Restored 3"/50 caliber gun Mark 22 mounted on deck of former Cannon-class destroyer escort museum ship USS Slater DE-766.


The 3″/50 (7.62 cm) caliber gun Mark 22 was a US naval gun of a simpler construction than the previous class of 3" guns, and successive versions were improved designs. This gun was widely used up to the 1930s, but were then gradually replaced on larger ships by 5"/25 (12.7 cm) single mountings and later by Bofors 40mm guns in twin and quad mountings. During World War II, this weapon was extensively used on smaller warships such as destroyer escorts, submarines and auxiliaries along with many merchant ships, with about 14,000 guns being produced between 1940 and 1945.

Although considered to be dual-purpose weapons, these guns initially had limited effectiveness in either surface or anti-air roles, as they were manually operated, meaning that they could not be fitted for remote power control (RPC), and they fired lightweight shells. However, the invention of the variable time (VT) proximity fuse and the addition late in the war of power operation together with the Mark 51 director system greatly improved their effectiveness as AAA guns, giving the later marks of this weapon a new lease on life.

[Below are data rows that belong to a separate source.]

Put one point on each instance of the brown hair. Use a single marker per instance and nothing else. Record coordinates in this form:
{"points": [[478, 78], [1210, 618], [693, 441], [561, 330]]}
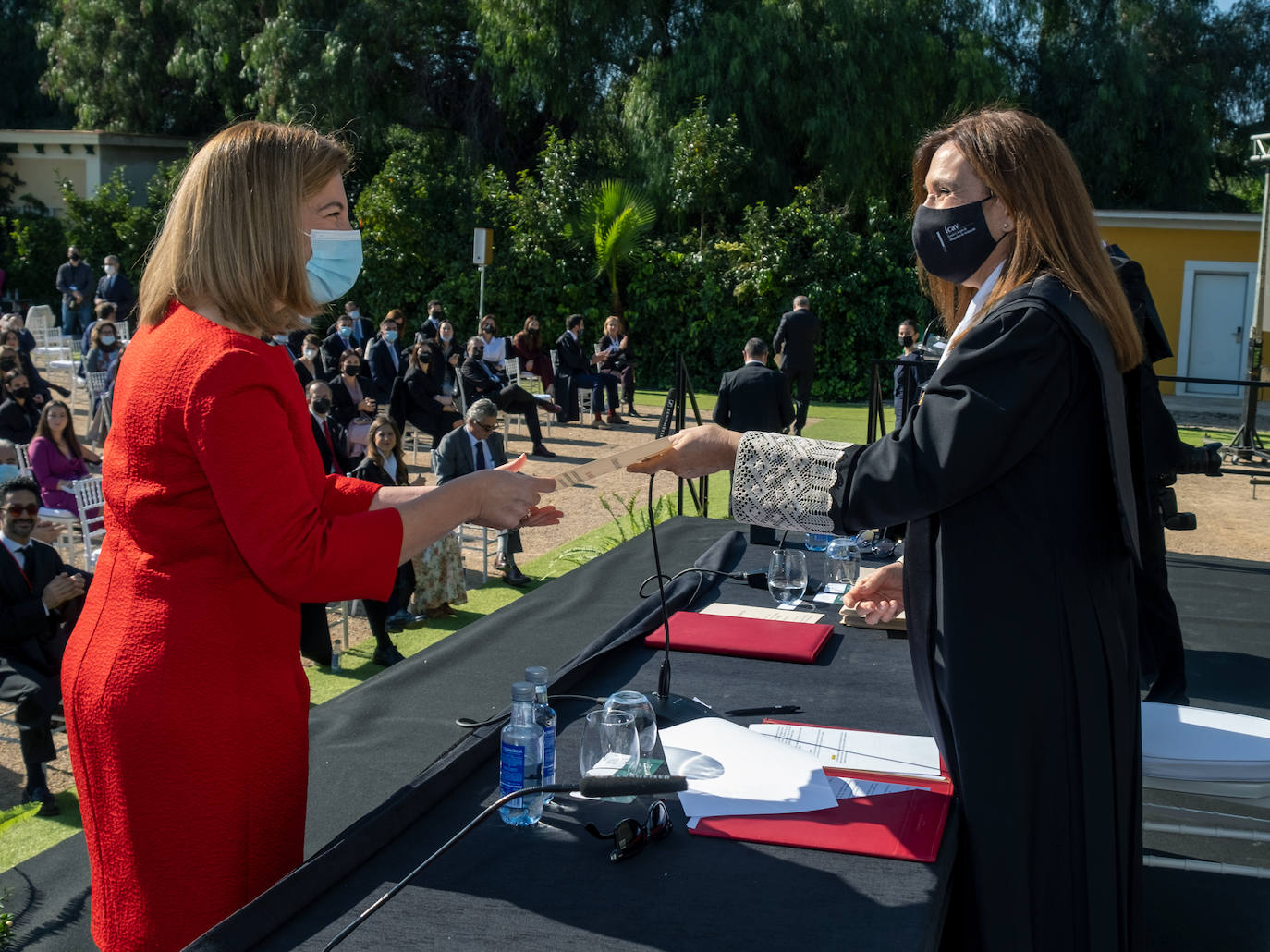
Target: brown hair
{"points": [[231, 237], [1026, 165], [373, 451], [43, 429]]}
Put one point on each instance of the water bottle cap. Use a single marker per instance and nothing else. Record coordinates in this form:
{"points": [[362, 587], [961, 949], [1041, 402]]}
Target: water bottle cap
{"points": [[522, 690]]}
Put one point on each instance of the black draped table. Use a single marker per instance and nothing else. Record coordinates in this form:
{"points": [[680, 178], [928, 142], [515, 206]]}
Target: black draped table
{"points": [[391, 777]]}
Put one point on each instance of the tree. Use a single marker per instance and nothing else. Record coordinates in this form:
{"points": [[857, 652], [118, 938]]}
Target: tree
{"points": [[620, 216], [706, 163]]}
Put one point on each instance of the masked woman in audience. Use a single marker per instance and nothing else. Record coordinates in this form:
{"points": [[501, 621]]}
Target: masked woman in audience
{"points": [[1025, 656], [57, 458], [430, 409], [309, 363], [220, 522], [535, 360], [19, 413], [104, 347]]}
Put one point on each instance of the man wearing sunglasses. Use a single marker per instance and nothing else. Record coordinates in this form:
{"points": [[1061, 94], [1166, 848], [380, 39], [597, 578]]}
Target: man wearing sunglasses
{"points": [[38, 604], [479, 445]]}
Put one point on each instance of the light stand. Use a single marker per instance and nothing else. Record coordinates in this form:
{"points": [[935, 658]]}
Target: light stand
{"points": [[1246, 443]]}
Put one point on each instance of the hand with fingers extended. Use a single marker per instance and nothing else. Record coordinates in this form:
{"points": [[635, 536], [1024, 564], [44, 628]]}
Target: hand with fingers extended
{"points": [[878, 597], [698, 451]]}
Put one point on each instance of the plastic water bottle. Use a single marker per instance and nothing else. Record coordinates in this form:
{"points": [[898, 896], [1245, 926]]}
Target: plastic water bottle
{"points": [[521, 759], [545, 717]]}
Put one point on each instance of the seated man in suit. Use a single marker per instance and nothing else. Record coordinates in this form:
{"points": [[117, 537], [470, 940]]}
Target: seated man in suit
{"points": [[754, 397], [481, 381], [385, 360], [576, 371], [38, 604], [479, 445]]}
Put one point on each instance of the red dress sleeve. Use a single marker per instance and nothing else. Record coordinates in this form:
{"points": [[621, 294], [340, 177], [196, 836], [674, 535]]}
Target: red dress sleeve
{"points": [[299, 531]]}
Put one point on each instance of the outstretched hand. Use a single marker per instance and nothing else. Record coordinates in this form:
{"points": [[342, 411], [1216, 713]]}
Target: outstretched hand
{"points": [[698, 451], [879, 597]]}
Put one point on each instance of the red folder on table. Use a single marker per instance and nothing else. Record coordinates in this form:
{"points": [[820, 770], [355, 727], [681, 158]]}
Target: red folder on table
{"points": [[906, 825], [743, 638]]}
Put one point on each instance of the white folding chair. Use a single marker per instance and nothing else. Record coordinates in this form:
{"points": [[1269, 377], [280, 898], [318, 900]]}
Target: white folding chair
{"points": [[92, 506]]}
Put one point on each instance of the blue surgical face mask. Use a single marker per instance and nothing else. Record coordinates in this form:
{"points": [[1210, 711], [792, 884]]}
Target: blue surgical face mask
{"points": [[336, 262]]}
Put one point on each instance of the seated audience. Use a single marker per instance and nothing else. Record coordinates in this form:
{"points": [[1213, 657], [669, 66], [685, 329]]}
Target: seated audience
{"points": [[618, 358], [385, 466], [479, 445], [104, 347], [427, 407], [495, 347], [19, 413], [40, 601], [309, 366], [481, 381], [576, 371], [535, 360], [57, 459], [754, 397], [383, 356]]}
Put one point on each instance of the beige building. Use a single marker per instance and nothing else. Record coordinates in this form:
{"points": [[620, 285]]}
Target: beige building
{"points": [[43, 157]]}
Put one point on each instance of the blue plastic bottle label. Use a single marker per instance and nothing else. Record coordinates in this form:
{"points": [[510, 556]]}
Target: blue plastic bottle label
{"points": [[511, 772], [549, 754]]}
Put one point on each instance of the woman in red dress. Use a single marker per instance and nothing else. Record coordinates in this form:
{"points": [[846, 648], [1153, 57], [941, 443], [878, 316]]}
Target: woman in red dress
{"points": [[187, 706]]}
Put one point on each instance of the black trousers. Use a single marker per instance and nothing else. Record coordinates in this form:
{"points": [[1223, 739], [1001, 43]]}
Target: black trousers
{"points": [[800, 386]]}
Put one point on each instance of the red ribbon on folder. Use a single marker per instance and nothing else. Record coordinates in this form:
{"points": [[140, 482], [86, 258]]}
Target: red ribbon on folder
{"points": [[743, 638], [906, 825]]}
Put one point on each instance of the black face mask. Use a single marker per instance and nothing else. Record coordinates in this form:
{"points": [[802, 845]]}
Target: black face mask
{"points": [[953, 242]]}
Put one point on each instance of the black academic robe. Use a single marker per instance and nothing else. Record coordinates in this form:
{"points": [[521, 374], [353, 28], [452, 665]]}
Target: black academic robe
{"points": [[1019, 588]]}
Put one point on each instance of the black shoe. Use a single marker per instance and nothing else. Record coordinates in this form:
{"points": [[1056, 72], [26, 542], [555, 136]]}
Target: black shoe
{"points": [[41, 795], [386, 656]]}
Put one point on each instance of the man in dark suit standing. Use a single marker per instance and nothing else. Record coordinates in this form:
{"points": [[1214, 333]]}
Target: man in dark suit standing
{"points": [[754, 397], [479, 445], [37, 609], [116, 288], [795, 342]]}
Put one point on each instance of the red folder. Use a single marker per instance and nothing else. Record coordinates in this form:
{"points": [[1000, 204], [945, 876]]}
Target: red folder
{"points": [[743, 638], [906, 825]]}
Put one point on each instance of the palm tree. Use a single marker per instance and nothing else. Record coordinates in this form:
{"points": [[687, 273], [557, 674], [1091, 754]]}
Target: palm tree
{"points": [[621, 216]]}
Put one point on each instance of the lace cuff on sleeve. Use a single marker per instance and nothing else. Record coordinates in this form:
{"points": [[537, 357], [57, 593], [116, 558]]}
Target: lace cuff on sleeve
{"points": [[785, 482]]}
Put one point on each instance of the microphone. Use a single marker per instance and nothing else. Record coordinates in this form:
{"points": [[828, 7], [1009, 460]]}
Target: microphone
{"points": [[588, 787]]}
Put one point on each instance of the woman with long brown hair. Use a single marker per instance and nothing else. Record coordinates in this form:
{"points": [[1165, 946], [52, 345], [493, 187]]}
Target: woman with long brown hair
{"points": [[220, 522], [1025, 653]]}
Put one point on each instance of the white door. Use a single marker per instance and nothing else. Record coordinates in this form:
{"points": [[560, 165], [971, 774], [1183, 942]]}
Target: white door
{"points": [[1216, 312]]}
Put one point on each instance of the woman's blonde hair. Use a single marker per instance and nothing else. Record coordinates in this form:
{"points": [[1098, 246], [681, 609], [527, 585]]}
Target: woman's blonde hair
{"points": [[1026, 165], [233, 237]]}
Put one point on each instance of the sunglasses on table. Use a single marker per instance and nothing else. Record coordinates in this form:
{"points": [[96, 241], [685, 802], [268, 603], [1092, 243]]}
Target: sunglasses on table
{"points": [[630, 836]]}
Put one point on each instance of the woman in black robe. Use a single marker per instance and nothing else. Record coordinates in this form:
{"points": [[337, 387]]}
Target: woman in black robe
{"points": [[1018, 575]]}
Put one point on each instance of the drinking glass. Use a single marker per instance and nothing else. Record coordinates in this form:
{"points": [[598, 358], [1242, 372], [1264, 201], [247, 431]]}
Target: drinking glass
{"points": [[787, 575], [610, 744], [817, 541], [641, 710]]}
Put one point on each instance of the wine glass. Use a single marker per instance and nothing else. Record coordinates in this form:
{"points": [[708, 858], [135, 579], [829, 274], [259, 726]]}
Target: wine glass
{"points": [[645, 721], [610, 744], [787, 575]]}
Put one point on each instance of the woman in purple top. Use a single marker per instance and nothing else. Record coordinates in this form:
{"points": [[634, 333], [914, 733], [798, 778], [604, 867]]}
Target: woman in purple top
{"points": [[57, 458]]}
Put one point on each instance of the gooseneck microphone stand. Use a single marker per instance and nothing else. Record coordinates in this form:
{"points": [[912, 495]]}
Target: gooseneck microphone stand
{"points": [[587, 786]]}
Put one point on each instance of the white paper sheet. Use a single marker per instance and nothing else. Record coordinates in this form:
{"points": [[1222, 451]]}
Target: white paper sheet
{"points": [[906, 754], [734, 772]]}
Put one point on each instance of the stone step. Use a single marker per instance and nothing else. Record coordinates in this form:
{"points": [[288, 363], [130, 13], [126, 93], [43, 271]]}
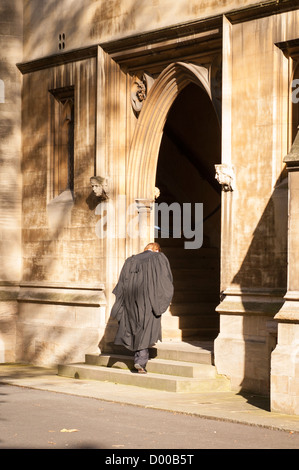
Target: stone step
{"points": [[149, 380], [156, 366], [199, 321], [192, 296], [200, 352], [193, 308]]}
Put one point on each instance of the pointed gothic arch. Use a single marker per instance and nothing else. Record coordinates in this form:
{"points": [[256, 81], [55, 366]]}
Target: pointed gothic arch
{"points": [[143, 157]]}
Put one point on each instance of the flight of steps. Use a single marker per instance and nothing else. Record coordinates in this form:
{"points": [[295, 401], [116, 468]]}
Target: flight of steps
{"points": [[173, 367], [196, 291]]}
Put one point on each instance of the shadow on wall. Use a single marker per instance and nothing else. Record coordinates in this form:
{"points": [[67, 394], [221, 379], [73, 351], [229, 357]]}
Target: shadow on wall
{"points": [[263, 281]]}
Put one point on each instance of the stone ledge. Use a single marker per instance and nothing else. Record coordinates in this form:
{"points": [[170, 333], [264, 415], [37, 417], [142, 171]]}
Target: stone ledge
{"points": [[66, 294]]}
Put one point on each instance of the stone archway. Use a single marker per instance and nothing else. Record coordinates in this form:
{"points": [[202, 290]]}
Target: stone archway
{"points": [[143, 158]]}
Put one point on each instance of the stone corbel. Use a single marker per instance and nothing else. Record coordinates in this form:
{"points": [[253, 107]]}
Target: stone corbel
{"points": [[225, 175], [144, 208], [140, 88]]}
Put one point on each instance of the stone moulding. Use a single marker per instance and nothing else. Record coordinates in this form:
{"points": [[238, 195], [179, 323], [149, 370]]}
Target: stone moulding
{"points": [[251, 302], [62, 294]]}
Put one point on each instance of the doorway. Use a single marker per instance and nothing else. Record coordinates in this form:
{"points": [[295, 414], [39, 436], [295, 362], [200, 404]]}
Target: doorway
{"points": [[190, 148]]}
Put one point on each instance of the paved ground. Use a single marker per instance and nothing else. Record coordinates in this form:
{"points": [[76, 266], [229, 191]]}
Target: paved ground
{"points": [[225, 406], [38, 419]]}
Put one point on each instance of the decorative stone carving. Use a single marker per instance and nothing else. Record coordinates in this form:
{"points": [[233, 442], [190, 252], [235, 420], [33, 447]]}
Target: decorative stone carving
{"points": [[100, 187], [140, 88], [225, 176]]}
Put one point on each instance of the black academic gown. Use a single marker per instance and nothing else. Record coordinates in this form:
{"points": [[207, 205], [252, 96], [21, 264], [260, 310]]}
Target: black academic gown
{"points": [[143, 292]]}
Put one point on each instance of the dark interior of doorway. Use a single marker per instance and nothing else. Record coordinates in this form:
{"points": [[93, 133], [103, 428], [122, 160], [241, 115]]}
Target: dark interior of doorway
{"points": [[190, 148]]}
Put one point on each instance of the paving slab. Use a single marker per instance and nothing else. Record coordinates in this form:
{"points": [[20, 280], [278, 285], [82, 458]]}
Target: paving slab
{"points": [[248, 409]]}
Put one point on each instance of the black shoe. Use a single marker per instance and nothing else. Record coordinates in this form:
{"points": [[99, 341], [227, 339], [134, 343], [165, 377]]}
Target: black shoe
{"points": [[141, 370]]}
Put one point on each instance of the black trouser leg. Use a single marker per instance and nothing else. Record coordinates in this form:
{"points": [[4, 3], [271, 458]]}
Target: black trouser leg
{"points": [[141, 357]]}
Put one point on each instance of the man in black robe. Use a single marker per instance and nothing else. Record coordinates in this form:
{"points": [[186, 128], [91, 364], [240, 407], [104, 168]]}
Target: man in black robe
{"points": [[143, 293]]}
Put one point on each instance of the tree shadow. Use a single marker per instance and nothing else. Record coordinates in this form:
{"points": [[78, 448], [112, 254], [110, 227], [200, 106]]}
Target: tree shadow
{"points": [[262, 279]]}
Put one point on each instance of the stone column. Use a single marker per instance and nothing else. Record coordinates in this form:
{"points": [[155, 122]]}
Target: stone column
{"points": [[144, 208], [285, 357]]}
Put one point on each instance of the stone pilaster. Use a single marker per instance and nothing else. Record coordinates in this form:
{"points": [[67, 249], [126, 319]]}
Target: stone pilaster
{"points": [[285, 357]]}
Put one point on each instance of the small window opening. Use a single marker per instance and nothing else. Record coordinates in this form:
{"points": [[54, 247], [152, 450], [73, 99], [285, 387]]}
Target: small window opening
{"points": [[61, 43], [63, 167]]}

In the end of 1945, a 3"/50 with director control, RPC and VT ammunition was considered superior to a twin Bofors 40mm mount and at least equivalent to a quad Bofors 40mm mount.

Powers and Stats

Tier: 9-B

Name: 3”/50 caliber Mark 22

Origin: Real World

Age: 1944–present

Classification: Frigate & Destroyer Escort Main Gun, Anti-Aircraft Gun

Attack Potency: Wall level (2.57–3.4 megajoules); 15–20 rounds per minute rate of fire

Speed: Supersonic (820–825 meters per second)

Durability: At least Wall level, at most Small Building level with biggest turret mount in terms of total destruction (comprised of up to 5098 kilograms of steel with a fragmentation energy of 135 megajoules)

Stamina: Barrel life of 4300 rounds

Range: Up to over 13.4 kilometers (AA ceiling of over 9 kilometers)

Weaknesses: Manually loaded, requires about 5–7 men to operate one turret; when the breech block was closed, the firing pin could stick out and strike the cartridge igniter and accidentally fire the gun.

Note: Similar naval guns of about the same bore (70-80mm) and period generally have performance equivalent to this one.